Article mis en ligne le 10 janvier 2021

Ils ont troqué les centres sociaux, les foyers, l’isolement ou la prison pour le grand large. La cabine fait quelques mètres carrés, mais elle est remplie par les embruns. Sur le pont, les rires se mêlent au bruit du ressac. Leurs yeux observent le dédale des récifs coralliens, à l’affût d’une masse sombre. La baleine à bosse et son petit pourraient surgir des vagues à tout instant.

« Pour des jeunes, souvent perdus hors les limites de leur cité, c’est un bouleversement », raconte Michel Sparagano, longtemps capitaine du catamaran Grandeur Nature. Reporterre l’a rencontré à Muret (Haute-Garonne), où il enseigne la philosophie aux lycéens. Pendant une douzaine d’années, il a alterné le rythme de professeur et celui de skippeur. Six mois devant le tableau blanc, six mois sur l’océan, mais toujours éducateur.

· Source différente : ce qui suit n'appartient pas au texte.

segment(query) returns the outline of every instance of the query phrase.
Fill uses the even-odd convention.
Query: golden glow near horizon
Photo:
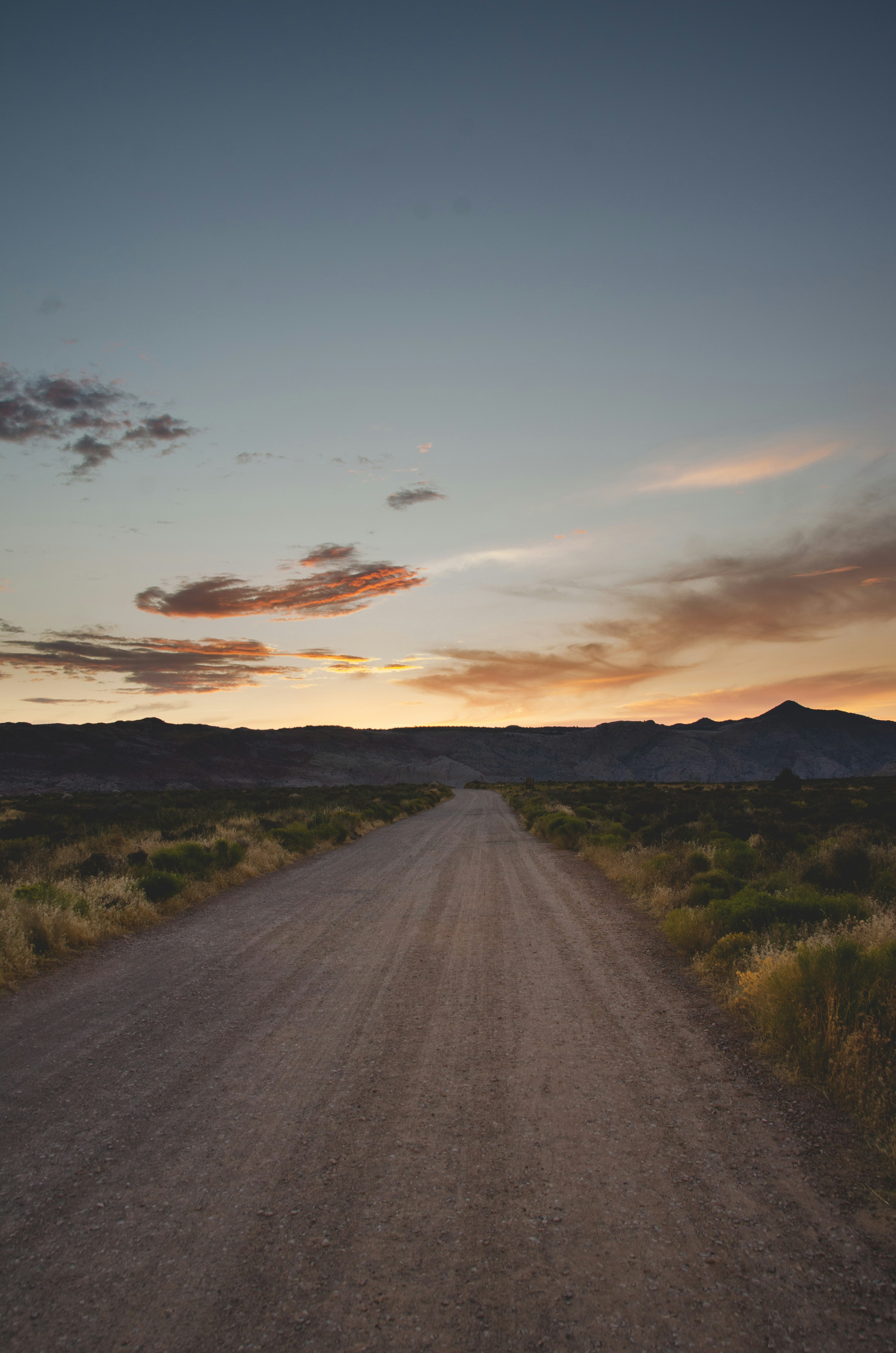
[[[536,11],[16,8],[1,718],[896,717],[888,15]]]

À l’heure des confinements successifs et de l’état d’urgence sécuritaire, il décrit les bienfaits du milieu ouvert pour des jeunes en situation d’échec, souvent déscolarisés, parfois habitués des commissariats, victimes de violence ou en danger de « radicalisation ». (...)

On est comme une microsociété. Les jeunes apprennent à se faire une place et à vivre ensemble » (...)

Âgés de onze à dix-sept ans, les adolescents sont accompagnés par trois éducateurs et un capitaine. C’est ensemble qu’ils et elles quittent Sète (Hérault) au début de l’automne, direction le Cap-Vert, la traversée de l’Atlantique en neuf jours jusqu’aux archipels brésiliens, puis la Guyane, la Dominique, Cuba et les Bahamas, avant la longue navigation de retour. Ils vont cohabiter chaque heure du quotidien sur le bateau de quinze mètres de long, et peu à peu se reconstruire. (...)

L’association fait le choix de mêler quatre jeunes confiés par l’aide sociale à l’enfance (ASE) et trois volontaires en quête d’aventure. Une mixité jugée essentielle. (...)

« Pas besoin d’argumenter quand le capitaine déclare : “Si tu ne m’écoutes pas, tu vas y laisser la peau !” Les vagues de quatre mètres ne seront pas impressionnées par une casquette de travers. » (...)

L’absence de portable, de réfrigérateur (donc de viande), d’alcool, de drogues et la nécessité d’une hygiène à l’eau de mer imposent la sobriété. Dans l’ouvrage Grandeur Nature ou la parole des enfants [1], tous les journaux de bord écrits par les jeunes sont compilés, ainsi que des témoignages postérieurs aux voyages. (...)

Dans un monde de la vitesse et du tourisme, où « le voyage » s’opère entre deux terminaux d’aéroports, Grandeur Nature apprend la lenteur. (...)

Michel juge cette patience essentielle pour rencontrer quelqu’un sans le bousculer. « La lenteur du voyage amène nos jeunes lentement vers l’autre. Ils ont le temps de penser à un ailleurs, d’imaginer un pays, d’en parler le soir, d’en rêver la nuit, de guetter cette terre quand on s’approche. »
La beauté des personnes rencontrées et des paysages traversés (...)

L’émotion vécue en contemplant la diversité marine se double d’une conscience écologique. « Pour eux, ce n’est plus possible de voir un plastique sans détourner le bateau ! » relève Michel. Le repêcher avec la gaffe devient un jeu d’habileté. (...)

En prenant en charge, « au bon moment et efficacement », des jeunes dont l’identité est vacillante, l’association est un rempart contre l’errance fanatique. (...)

« Nous devrions être des centaines de structures à organiser des séjours de rupture. » Au lieu de ça, ces associations [3] peinent à exister et les milieux fermés continuent de mener à la prison. Michel, qui y a enseigné, le dit sans ambages : « Cela fait des années que l’on dénonce ce qui s’y passe. (…) Le Petit Prince de Saint-Exupéry se radicaliserait en prison. » (...)

Le lieu d’accueil flottant et itinérant qu’est Grandeur Nature prévoit l’ouverture d’un lieu de vie à terre. L’objectif serait d’accueillir les jeunes en amont et en aval de l’expédition, « le temps nécessaire pour les aider à mettre en place leur projet de vie ». Le temps que leurs rêves, inondés de poissons et d’amitiés, poursuivent leur éclosion sans s’évaporer.